Selon un proche de l’industrie, cette option est envisageable tant pour le Rafale que pour l’Eurofighter. Les Etats concernés en assureraient la mise à disposition, les fabricants n’étant pas eux-mêmes propriétaires des avions.
La Délégation des finances du Parlement fédéral, composée de six membres et dirigée par le conseiller national UDC Lars Guggisberg, est également intervenue vendredi. Elle est responsable de la surveillance du budget fédéral et tire elle aussi la sonnette d'alarme.
Si le Conseil fédéral a bien lancé des mesures pour répondre aux « défis » du programme Air2030, cela ne suffit pas. Il faut aussi faire toute la lumière sur le « malentendu » autour du prix prétendument fixe du F-35 et, surtout, freiner les surcoûts de plusieurs millions déjà prévisibles dans d’autres volets du projet.
La Délégation évoque notamment des dépassements budgétaires pour les hangars, les simulateurs et l’infrastructure numérique liée au F-35. Elle pointe également une «incertitude financière significative» concernant l’évolution du système de défense aérienne Patriot, également d’origine américaine. Elle exige du Département de la défense des mesures supplémentaires pour limiter les risques, et une planification rigoureuse des différents scénarios possibles.
La commission de sécurité du Conseil des Etats, qui s'est également penchée sur l'affaire du F-35, s'est brièvement exprimée. Le Département de la défense l'aurait informée au sujet «des options possibles pour la suite du programme d'acquisition» et la commission soutient «le Conseil fédéral dans ses négociations diplomatiques». Le gouvernement a fait savoir qu'il veut tenter d'obtenir un meilleur prix auprès de l'administration Trump.

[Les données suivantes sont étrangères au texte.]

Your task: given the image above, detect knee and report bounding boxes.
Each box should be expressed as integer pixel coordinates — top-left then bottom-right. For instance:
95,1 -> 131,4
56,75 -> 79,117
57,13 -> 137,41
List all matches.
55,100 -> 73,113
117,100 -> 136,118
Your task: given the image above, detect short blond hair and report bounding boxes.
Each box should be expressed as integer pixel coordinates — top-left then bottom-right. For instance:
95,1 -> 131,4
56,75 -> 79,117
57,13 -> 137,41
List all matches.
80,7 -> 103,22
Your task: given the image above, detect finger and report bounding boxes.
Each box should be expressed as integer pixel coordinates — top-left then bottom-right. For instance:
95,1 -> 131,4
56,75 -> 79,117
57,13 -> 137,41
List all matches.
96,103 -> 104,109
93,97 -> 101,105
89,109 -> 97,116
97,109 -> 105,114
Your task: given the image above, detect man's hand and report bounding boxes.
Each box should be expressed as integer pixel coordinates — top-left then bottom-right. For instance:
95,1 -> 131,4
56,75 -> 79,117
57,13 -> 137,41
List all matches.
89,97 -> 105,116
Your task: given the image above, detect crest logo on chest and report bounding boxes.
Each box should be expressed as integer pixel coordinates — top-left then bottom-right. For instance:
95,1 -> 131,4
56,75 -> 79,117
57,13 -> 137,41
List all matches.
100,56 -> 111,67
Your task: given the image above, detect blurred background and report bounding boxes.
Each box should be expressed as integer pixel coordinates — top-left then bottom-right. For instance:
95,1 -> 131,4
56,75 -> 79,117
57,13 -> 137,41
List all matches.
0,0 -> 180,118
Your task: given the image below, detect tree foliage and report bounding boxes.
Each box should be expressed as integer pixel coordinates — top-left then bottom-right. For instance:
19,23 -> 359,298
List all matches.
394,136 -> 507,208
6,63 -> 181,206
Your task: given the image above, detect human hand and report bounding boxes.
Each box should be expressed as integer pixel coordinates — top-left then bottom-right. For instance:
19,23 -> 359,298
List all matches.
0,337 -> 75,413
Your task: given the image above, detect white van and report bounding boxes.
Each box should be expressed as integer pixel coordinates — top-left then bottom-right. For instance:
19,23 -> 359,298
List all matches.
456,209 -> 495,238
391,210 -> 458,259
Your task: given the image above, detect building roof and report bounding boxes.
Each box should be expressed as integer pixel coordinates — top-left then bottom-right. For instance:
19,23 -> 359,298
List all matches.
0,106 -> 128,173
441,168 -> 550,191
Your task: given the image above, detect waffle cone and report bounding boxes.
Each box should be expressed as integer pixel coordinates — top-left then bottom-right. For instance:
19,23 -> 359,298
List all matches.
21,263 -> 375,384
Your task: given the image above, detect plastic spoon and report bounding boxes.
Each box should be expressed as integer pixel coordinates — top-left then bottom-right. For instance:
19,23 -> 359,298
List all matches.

Rappelons qu’en septembre 2020, le peuple suisse a approuvé un budget maximal de six milliards de francs pour l’achat du nouvel avion de combat. Or, l’addition finale pourrait largement dépasser ce montant. Le prix «fixe» tant vanté par l’armée et le gouvernement, et censément garanti par les Etats-Unis, n’aurait en réalité jamais existé.
Sur ce point, nous avons tenté d’obtenir des réponses directes de plusieurs figures clés du projet F-35: Peter Winter, directeur du programme Air2030 et aujourd’hui en poste pour Armasuisse aux Etats-Unis; Peter Merz, chef des Forces aériennes et futur directeur de Skyguide; Darko Savic, ancien chef de projet du nouveau chasseur (désormais chez Pilatus Aircraft); et Bernhard Berset, pilote d’essai en chef, toujours chez Armasuisse.
Aucun n’a répondu. Le service de communication compétent s’est souvent contenté de faire savoir que les personnes concernées «n’étaient pas disponibles». Interroger directement les principaux intéressés ne serait «pas pertinent», selon Armasuisse. Quant à Darko Savic, qui ne travaille plus pour la Confédération, il n’a donné aucune suite.